Contro Francesca Albanese "la lobby francese delle armi all'Idf". Per carità, il Fatto quotidiano ha tutto il diritto di difendere la relatrice speciale all'Onu sui territori palestinesi, idolo dei pro-Pal caduta un po' in disgrazia. D'altronde, è una questione di bandiera e di lettorato. Tuttavia, sarebbe consigliabile aggrapparsi ad argomenti un po' più solidi rispetto a quelli da bieco "complottismo" usati da Marco Travaglio in prima pagina sul suo giornale. E facilmente smontabili: ammettiamo pure che la fantomatica "pista francese" abbia un fondamento.

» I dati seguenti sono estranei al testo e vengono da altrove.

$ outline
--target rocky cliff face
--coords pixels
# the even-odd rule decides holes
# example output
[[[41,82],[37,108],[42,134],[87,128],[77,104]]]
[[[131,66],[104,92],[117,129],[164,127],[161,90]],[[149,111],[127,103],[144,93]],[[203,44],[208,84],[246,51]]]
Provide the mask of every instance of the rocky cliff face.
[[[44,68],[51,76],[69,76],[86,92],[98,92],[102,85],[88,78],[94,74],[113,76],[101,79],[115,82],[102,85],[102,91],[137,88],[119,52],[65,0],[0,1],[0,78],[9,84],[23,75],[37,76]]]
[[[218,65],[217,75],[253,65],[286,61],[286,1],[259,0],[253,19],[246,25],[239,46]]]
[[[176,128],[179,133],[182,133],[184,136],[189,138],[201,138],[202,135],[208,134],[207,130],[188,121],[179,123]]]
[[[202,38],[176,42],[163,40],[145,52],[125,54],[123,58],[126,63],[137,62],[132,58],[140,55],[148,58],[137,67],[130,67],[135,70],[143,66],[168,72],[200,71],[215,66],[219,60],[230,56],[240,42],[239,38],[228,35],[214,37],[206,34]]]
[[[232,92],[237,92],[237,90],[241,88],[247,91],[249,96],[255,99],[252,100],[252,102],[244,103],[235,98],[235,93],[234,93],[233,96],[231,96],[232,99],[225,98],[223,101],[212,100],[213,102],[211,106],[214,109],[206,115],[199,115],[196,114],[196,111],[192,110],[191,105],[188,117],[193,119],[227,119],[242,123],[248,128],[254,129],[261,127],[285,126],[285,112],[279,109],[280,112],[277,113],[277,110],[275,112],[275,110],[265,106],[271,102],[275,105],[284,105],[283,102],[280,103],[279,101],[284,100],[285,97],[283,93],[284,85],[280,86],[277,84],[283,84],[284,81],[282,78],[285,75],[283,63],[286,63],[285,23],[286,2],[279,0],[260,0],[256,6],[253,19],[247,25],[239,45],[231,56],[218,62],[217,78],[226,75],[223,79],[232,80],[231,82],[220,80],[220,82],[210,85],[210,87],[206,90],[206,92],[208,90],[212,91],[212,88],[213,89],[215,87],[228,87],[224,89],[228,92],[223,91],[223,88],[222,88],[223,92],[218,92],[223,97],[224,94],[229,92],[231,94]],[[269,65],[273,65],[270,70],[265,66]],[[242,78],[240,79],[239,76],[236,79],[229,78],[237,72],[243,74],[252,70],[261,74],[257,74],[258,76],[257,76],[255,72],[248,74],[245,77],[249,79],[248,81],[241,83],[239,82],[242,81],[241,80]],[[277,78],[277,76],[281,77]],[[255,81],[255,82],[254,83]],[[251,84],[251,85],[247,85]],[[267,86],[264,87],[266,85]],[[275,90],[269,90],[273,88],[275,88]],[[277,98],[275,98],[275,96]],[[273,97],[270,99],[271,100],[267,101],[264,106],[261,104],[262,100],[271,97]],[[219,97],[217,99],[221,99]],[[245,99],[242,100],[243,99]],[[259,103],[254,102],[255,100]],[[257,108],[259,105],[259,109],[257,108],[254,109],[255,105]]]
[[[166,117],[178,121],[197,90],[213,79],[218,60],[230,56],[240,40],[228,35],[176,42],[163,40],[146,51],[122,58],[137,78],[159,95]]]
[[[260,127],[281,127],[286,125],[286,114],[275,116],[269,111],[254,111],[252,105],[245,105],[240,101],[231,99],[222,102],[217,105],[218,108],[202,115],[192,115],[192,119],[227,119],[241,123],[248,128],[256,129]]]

Che dire allora delle proteste formali al Quirinale delle autorità di Germania e Austria? Tutte le cancellerie europee sono schiave delle lobby? Oppure, molto più ragionevolmente, gli attacchi frontali della Albanese a Israele, le sue critiche più che parziali su Gaza e la guerra nel Medio Oriente, il suo essere apertamente, totalmente "embedded" con le autorità palestinesi (secondo i più maliziosi e critici, direttamente con Hamas) l'ha resa incompatibile con un ruolo alle Nazioni unite che dovrebbe essere super partes?
Il titolo di prima del Fatto parla di un vero e proprio "linciaggio" per la Albanese, una "caccia alla strega". "L'esperta - recita il catenaccio - denunciò l'export di armi a Tel Aviv da un colosso d'Oltralpe, Elnet ha pagato i viaggi pure a deputati di Macron". A pagina 2 e 3 imbastisce quindi una passante al servizio di Francesca, colpendo scientificamente tutti coloro che l'hanno critica per i suoi eccessi verbali, le sue prese di posizione radicali, la sua scarsa moderazione. A cominciare dalla stampa italiana: "Denigrata dal Foglio al Giornale", una "campagna di balle". Sottolineano anche come il Corriere della Sera l'abbia definita "filo-Hamas, poi cambiato in pro-Pal". Sono dettagli, in fondo.
Lei, ospite di Corrado Formigli a Piazzapulita, su La7, respinge le accuse. Smentisce di avere definito Israele "nemico dell'umanità". "Critico lo Stato di Israele così come tutti gli organismi indipendenti criticano gli Stati di competenza, è nel processo di scrutinio dell'Onu. Ho detto che Israele commette genocidio, apartheid e crimini di guerra, non ho detto che è un nemico dell'umanità". Anche qui, verrebbe da dire, dettagli. Ma la relatrice insiste: "Tutto ciò che è stato detto di me è falso, quindi è diffamatorio".
Dal canto suo, Travaglio sposa su tutto il fronte la linea difensiva della Albanese, tanto da far venire il dubbio che sia stato lui, involontariamente, a suggerirgliela.
"Nel breve volgere di 24 ore, i ministri degli Esteri francese e tedesco, Barrot e Wadephul, chiedono le dimissioni di Francesca Albanese, relatrice Onu sui territori palestinesi, per una frase che non ha mai detto. Cioè i capi della diplomazia di due governi che la menano ogni giorno sulle fake news di Putin ne sposano una della lobby israeliana: il taglia e cuci di un discorso dell'Albanese per farle dire che 'Israele è nemico dell'umanità' (invece ha detto che 'il nemico comune dell'umanità è il sistema che ha permesso il genocidio in Palestina', con i 'media occidentali che hanno amplificato la narrazione pro apartheid e pro genocidio' spalleggiati da chi 'controlla grandi capitali finanziari, algoritmi e armi'). Meloni o Tajani sono arrivati buoni ultimi: non hanno mosso un dito contro lo sterminio a Gaza, non hanno smesso di fornire armi a Netanyahu, non hanno detto una parola contro le sanzioni Usa all'Albanese, ma hanno atteso il buon esempio altrui per chiederne le dimissioni per 'antisemitismo'. Un francese, un tedesco e un italiano, come nelle barzellette". Su una cosa si può concordare con il direttore del Fatto: non c'è nulla da ridere.